Alert based on number of services failed


#1

Not sure if I’m posting this in the correct forum. This might be something to think about for future releases, if it’s not already implemented. Is there a way to notify based on a user determined number of services are in a user determined state. For example. There is a host that has 50 different services associated with it. If one of those services goes into a critical state, there is no notification. But if it hits a threshold of say 5 services in a critical state, we send out a notification. It would even be nice to adjust this based on timeperiods. During the day, notify us if 1 service is in critical state, but at night, make it 5 services in a critical state.

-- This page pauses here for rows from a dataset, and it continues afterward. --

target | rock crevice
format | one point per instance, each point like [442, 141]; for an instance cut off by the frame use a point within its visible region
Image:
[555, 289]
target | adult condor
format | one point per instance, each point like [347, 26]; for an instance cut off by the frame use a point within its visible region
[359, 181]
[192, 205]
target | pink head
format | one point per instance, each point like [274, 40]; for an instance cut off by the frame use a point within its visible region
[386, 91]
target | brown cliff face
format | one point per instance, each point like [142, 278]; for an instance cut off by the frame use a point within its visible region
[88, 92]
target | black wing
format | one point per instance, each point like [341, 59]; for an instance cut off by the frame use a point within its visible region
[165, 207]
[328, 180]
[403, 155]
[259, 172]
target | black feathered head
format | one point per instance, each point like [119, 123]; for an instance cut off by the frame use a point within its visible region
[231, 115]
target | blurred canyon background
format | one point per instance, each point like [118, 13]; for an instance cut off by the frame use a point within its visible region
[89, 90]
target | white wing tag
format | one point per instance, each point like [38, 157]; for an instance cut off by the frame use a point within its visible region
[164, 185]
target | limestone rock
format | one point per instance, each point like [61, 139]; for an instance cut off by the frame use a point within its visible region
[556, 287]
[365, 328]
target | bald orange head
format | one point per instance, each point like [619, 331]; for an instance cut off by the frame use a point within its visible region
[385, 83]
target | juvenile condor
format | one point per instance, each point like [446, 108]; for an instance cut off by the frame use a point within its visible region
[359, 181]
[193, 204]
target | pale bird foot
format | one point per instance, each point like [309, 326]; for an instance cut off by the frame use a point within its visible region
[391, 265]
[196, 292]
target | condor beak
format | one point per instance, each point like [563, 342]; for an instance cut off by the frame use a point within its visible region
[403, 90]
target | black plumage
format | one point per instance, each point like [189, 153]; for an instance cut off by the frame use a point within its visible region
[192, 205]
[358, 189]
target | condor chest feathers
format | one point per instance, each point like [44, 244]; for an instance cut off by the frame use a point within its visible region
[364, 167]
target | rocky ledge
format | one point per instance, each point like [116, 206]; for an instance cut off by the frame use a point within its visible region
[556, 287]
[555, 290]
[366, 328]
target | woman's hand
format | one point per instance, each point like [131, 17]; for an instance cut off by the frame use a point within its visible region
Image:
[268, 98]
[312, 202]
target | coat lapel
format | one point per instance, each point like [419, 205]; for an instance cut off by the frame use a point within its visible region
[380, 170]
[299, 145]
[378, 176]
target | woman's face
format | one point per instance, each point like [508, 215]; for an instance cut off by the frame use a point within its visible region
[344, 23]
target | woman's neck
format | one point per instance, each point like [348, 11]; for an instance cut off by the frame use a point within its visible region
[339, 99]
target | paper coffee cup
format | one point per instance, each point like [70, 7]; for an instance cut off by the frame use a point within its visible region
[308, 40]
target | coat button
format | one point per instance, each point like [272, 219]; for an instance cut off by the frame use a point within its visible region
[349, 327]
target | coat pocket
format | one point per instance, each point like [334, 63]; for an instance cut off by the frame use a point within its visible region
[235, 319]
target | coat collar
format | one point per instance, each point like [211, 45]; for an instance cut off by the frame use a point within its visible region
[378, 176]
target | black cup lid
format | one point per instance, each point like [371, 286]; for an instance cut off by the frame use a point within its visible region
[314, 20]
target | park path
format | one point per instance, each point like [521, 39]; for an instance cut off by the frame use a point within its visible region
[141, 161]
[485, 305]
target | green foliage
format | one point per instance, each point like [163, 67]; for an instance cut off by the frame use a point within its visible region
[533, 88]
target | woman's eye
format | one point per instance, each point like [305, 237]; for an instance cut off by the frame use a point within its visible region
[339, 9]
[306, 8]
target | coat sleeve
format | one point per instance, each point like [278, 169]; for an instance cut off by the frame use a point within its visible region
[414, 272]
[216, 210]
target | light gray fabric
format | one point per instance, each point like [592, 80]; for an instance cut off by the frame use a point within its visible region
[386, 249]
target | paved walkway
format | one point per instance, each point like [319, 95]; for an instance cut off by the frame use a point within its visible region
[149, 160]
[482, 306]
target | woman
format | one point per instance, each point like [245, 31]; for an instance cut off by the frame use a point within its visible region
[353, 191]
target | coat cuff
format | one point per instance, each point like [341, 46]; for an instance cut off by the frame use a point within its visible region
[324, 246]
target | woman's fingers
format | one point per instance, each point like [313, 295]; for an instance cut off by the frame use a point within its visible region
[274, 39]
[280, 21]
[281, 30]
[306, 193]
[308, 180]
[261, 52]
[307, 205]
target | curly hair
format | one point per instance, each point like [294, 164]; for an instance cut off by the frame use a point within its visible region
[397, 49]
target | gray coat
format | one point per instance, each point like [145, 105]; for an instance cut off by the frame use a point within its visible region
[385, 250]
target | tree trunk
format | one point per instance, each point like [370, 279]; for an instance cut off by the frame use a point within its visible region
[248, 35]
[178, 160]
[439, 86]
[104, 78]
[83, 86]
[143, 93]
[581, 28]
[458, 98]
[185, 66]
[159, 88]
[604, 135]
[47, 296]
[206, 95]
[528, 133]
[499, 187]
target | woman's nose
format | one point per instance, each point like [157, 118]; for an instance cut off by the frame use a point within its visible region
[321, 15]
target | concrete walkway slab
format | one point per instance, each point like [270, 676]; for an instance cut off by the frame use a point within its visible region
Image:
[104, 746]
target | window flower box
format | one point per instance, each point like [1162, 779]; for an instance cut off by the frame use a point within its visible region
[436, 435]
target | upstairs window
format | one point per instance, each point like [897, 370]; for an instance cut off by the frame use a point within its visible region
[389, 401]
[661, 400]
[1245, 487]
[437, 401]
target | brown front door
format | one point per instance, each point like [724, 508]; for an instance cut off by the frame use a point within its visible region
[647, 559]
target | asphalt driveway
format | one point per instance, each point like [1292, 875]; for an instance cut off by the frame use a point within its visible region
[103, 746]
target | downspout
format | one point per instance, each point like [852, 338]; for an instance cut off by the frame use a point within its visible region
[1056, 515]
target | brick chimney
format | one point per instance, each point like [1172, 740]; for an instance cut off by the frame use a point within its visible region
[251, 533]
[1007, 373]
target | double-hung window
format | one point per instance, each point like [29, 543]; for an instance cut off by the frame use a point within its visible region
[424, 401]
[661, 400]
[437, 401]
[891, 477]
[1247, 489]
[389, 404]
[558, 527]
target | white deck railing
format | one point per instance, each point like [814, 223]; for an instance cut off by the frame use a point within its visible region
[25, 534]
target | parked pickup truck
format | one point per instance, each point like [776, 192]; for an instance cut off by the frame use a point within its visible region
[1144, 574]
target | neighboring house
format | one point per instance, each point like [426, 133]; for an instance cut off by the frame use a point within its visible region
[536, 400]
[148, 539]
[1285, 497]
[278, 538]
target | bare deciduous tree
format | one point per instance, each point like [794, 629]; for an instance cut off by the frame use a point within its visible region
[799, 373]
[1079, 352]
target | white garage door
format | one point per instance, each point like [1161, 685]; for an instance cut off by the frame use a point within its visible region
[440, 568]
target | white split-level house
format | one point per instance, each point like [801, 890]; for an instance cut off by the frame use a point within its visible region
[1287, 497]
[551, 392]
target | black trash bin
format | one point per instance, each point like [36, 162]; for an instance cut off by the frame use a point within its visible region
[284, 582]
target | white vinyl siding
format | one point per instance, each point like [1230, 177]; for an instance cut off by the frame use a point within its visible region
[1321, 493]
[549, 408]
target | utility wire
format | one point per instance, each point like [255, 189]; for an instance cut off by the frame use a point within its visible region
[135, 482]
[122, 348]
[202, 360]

Here is my reasoning/thought process behind this request. I work for a small privately owned cable company. Nagios works well for about 90% of our monitoring. We have one Server that monitors all our channels and sends out an SNMP trap to nagios when it detects a problem with a channel. I have a service setup in nagios for EVERY channel we monitor. But, I don’t want to be notified in the middle of the night if 1 channel goes out, but if we lose a bunch of channels, that is a problem and I want to be notified. Hopefully someone has some ideas! Also, it may be nice to have a summary email sent in the morning of all problems of the previous night that didn’t meet the criteria for notification, but where not in an OK state.

Thanks.


#2

I don’t think there is such option in Nagios. What you could do is write a script that would check all services on that host (you can use the Nagios check commands for easier handling of check outputs) and return non-OK state only if there are 5 or more then 5 checks in critical state.

When you have script done, put it as a service check command for host and set the notification_period to some night time period. For all other service checks that check every service separately, set the notification_period to daily time period. Or if you don’t want to overload the server with so many checks, you can define check_period for those services. For a service that checks for 5 or more critical states to be ran at night and for all other services to be checked at daytime.


#3

The problem is, there is no way to actively check the services on the host. It only uses passive checks via SNMP. You did give me an idea, however. I could write an intermediate DB or program that would store the last state of the passive check and have nagios poll that actively. But, we have also decided that we did not want to implement this now.